While her 3 sculptures are the strongest work in the exhibition, her photographs are quite powerful. Martin employs photography as evidence and analogy. Martin includes 5 photographs (18" x 24" archival digital prints) from her COMFORT AND CONSUMPTION series of old refrigerators piled high in a dump. She transforms these heavy and hazardous boxes into modernist, Nancy Rubins, anti-domestic and post-industrial configurations. The tumbling folded steel, rust, boxes of emptiness once full of sustenance, heaps of metal and shelves, crumpled and wrinkled like bodies, become abstract and heavenly landscapes - like Robert Ryman or Cy Twombly paintings. These are anti-monuments rising against the empty white sky.
She includes 3 images from MAINSTREETS, an incredible sculpture that was exhibited for the last 3 months in Chapel Hill at the Local Histories: The Ground We Walk On. It is breathtaking to see the photographs of the sculpture. If you don't know about the sculpture - a small-town street that could be anywhere-USA but is actually an amalgamation of 5 North Carolina towns made up of cardboard boxes as the buildings that are covered with digital prints, the street made of wooden slats - you would think you were looking at a real town. Martin hand cuts hundreds of images of plastic chairs so she can throw them out in a heap upon the photographic sidewalk. Again, there is not a person to be found in this place, only For Rent signs, closed up shops, the story of so many fairytale towns in 2011. There are 9 photographs from the SECOND FLOOR MAINSTREETS series and these are "real" photographs of real things, chairs mostly. Forlorn and lost like bodies, these chairs are covered in dust, waiting to be sat in or tossed in a dump or dragged home by someone who needs a chair. But here, on Mainstreet USA, these chairs are invisible, forgotten and unused, and so beautiful. Martin turns 2 into a Mondrian composition - an orange and green vinyl chair-couple rest in an avocado green room, a white baseboard framing the scene. Another image is like a Gordon Matta-Clark installation - one yellow chair sits in the corner of the foreground room and in the back room, a jumble of chairs sit in front of a white stucco wall with 4 holes in it the size of basketballs. The back of one black chair first appears to be another of the black holes but it is not. The holes seem deliberate, composed, so right and deep and empty, like Matta-Clark's holes through floors and buildings. There are dirty sinks, dark hallways, peeled wallpaper, radiators, windowsills, bright quadrants of light from the windows - a perfect backdrop for these chairs watching nothing, waiting.

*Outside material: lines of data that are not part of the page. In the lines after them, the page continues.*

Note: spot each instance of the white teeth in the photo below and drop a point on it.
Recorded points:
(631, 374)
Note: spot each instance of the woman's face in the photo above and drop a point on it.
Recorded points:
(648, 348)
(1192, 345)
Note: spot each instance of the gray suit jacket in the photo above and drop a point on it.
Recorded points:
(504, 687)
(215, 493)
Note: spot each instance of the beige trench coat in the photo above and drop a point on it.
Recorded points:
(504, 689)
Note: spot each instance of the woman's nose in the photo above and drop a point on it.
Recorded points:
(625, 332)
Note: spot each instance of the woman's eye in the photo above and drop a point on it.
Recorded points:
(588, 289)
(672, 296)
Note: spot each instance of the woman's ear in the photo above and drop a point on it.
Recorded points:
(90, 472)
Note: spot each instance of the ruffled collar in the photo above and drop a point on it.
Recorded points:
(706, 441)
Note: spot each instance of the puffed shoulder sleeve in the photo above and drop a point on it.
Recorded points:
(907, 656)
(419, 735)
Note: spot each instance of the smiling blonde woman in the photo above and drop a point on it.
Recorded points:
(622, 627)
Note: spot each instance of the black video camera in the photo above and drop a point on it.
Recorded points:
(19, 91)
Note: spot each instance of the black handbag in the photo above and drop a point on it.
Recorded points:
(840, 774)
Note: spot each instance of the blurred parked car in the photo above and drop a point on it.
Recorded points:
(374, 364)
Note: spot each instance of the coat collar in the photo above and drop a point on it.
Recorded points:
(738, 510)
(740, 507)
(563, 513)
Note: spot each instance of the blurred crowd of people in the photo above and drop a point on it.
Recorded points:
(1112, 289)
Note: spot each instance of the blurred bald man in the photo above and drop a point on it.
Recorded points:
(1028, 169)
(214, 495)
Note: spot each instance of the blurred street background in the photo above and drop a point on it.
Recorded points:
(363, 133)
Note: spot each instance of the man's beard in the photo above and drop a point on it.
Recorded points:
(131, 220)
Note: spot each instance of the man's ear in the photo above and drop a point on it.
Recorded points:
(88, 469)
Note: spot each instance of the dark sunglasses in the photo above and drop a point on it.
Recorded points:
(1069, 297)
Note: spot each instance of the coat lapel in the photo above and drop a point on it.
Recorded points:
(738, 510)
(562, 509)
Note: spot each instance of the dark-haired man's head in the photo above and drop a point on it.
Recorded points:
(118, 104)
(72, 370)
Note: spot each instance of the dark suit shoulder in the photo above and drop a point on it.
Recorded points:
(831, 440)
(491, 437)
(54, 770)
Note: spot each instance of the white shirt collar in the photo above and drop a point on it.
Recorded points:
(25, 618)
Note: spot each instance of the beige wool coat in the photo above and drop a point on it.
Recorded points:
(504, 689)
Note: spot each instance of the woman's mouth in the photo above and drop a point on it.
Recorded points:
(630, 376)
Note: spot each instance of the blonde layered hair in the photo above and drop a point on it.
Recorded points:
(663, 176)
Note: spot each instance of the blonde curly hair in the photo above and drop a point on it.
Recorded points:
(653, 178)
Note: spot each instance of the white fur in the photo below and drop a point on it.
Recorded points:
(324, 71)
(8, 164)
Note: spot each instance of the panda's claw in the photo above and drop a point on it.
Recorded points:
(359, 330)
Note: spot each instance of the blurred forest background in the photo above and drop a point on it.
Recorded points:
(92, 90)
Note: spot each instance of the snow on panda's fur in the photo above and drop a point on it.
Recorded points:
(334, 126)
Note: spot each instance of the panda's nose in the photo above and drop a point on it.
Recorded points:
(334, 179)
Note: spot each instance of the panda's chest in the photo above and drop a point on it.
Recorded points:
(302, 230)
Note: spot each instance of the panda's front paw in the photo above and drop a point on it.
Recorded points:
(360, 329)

While Martin's world is lonely and strange, it is also brilliant and seductive. Somehow she matches the strangeness of the real world with the uncanny power of her own constructions and makes us want to linger, consider and look again at how we are living. I am struck by the elegance of martin's work - so much dredge and drudge, dirt and emptiness, failure and waste reconstructed and re-represented with such attention to detail that we are forced to enter this otherworldly place, a movie set, a paradise gone wrong, the here and now.